Split testing can also be done earlier in the process to learn if a design will be effective with users once implemented live. In this article, we’re going to take a look at how Maze allows you to split test your design in a few easy steps.
A/B testing is the process of testing two (A vs. B) or more variations of a design element to find out which one performs better. Applied to design, split testing is used with the purpose of validating a design hypothesis early in the product development process.
To get started, you'll need to create the first version of a design, also called the Control version. By changing one variable in the Control, such as the placement of a subscribe box field or the call-to-action (CTA), you’ll create the second design version, also known as the Variation.
One of the most important things with split testing is to determine beforehand the metric you’ll measure success by when testing is complete. There are many insights you could get from an A/B test, and knowing what you’re measuring is essential.
With Maze, you can A/B test your prototype very easily. We currently support InVision, Marvel, and Sketch prototypes. By importing the first version of your prototype to Maze, you'll create the Control test.
💡 Tip: Learn more about creating your first maze.
To create the Variation, go back to your prototyping tool and make changes to the same prototype—no need to create a new one. We recommend changing just one single variable so that the testing results are accurate and reflective only of that change. Here are some ideas on what you can test:
Once you're done making the changes, go back to Maze and click on the Import new prototype version button inside your project. This will create a new maze with the changes you've made to your prototype.
Finish by defining missions for both mazes: write titles and descriptions, and lay out the expected paths you expect users to take. Once you’re done, set both maze tests live, and share the link with your testers.

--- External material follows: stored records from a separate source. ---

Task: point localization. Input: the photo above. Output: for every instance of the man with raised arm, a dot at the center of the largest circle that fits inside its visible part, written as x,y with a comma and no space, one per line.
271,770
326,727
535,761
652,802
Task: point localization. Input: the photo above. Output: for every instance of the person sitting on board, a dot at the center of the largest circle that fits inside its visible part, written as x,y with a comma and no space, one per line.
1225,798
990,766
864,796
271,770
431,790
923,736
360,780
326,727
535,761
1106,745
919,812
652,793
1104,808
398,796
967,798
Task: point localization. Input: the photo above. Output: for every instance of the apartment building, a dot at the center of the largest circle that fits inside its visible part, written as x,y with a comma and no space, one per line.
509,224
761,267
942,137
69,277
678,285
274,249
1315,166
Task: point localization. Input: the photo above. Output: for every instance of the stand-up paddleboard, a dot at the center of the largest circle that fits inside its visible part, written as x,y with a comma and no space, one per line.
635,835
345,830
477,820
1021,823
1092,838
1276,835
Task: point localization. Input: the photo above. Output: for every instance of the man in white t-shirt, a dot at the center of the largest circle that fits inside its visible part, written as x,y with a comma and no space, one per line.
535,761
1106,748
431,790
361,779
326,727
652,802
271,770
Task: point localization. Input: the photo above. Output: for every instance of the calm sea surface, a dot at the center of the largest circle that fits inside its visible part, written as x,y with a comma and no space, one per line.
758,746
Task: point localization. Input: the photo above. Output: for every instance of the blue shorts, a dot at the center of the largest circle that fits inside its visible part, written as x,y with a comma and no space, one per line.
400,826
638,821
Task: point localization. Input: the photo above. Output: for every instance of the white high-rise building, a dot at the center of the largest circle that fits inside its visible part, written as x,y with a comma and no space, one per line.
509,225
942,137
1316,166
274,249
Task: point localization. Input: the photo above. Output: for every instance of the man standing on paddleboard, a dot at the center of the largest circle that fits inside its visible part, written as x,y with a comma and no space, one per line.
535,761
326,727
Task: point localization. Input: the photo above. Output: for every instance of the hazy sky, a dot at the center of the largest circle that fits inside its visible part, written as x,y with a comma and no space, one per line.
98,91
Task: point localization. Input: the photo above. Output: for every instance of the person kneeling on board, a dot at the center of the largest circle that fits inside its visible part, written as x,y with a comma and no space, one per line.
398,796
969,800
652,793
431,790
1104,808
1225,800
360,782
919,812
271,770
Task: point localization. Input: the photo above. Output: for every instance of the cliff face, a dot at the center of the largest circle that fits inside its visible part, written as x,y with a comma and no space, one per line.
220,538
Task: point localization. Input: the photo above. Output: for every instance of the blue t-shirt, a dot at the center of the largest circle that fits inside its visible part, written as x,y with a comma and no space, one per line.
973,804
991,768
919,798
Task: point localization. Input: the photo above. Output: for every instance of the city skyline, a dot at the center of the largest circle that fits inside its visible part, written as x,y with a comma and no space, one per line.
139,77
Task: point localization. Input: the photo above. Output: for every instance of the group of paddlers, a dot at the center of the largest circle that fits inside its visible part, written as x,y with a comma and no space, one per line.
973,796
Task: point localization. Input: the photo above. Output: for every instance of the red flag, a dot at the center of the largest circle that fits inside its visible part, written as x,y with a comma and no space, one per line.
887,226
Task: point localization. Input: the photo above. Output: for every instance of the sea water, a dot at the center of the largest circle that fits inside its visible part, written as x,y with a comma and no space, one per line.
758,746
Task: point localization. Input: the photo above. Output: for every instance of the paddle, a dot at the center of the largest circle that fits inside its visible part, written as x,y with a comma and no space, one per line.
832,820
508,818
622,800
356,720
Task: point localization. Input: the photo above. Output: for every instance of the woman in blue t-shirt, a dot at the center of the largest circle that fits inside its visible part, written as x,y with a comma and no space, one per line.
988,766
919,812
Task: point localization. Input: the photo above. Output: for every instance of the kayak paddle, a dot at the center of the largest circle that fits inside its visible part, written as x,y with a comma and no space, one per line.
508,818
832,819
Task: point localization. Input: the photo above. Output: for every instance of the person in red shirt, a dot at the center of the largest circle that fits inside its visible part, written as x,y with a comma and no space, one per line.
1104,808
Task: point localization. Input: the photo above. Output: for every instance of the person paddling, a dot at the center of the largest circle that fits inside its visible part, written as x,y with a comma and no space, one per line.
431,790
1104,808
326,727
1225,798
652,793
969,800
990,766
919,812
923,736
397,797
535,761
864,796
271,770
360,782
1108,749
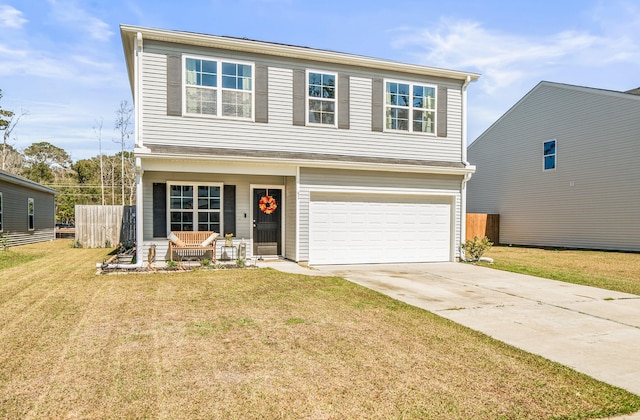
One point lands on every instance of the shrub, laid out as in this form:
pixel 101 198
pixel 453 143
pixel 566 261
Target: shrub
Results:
pixel 474 249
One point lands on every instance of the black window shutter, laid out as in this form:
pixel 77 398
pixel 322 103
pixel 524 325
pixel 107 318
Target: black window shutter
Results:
pixel 377 105
pixel 299 96
pixel 441 118
pixel 230 209
pixel 343 101
pixel 159 210
pixel 174 85
pixel 262 93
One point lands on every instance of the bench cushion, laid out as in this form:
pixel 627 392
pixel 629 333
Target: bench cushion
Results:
pixel 175 240
pixel 210 239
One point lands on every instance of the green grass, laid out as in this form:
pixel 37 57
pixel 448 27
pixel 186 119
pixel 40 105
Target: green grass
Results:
pixel 608 270
pixel 11 257
pixel 256 344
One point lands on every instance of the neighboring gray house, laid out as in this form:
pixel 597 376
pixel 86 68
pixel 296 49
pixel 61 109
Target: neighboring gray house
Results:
pixel 311 155
pixel 27 210
pixel 561 169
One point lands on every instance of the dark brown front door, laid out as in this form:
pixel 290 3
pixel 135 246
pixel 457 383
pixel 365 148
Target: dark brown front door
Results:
pixel 267 221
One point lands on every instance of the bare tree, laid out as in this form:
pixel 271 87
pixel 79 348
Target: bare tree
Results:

💡 Tip #1: Avoid testing with the same participants. For the best results, randomize the selection of testers for each test version.
💡 Tip #2: For a detailed guide on split testing with Maze, check our documentation.
As mentioned above, it’s important to determine beforehand the metric you’ll be measuring success by. With Maze, you get high-level results for each mission, such as success rate, misclicks rate, and time spent on screen. You can also view metrics for individual sessions like the duration of the test or all clicks on a screen made by a tester.
Before creating your A/B test, establish the success metric valuable for your product.
For instance, when testing user flows, you can compare the success rate of each mission for both mazes, and also look at the paths users have taken most often. When testing CTAs, misclick rate and time spent on screen are important metrics to indicate performance.
Once testing is done, compare the KPIs of the Control to the KPIs of the Variation test. Naturally, the design that performed better is the winner and you'll have a clear understanding of what to implement.
💡 Tip: Consult our short guide to help you understand the results on your dashboard.
Evidence-based design decisions take into account real user preferences. By split testing your design at the prototype phase, you will create a product that addresses user needs from the start.
More so, you'll prevent many costly back-and-forths between the design and development teams, and iterate on design before kicking off development.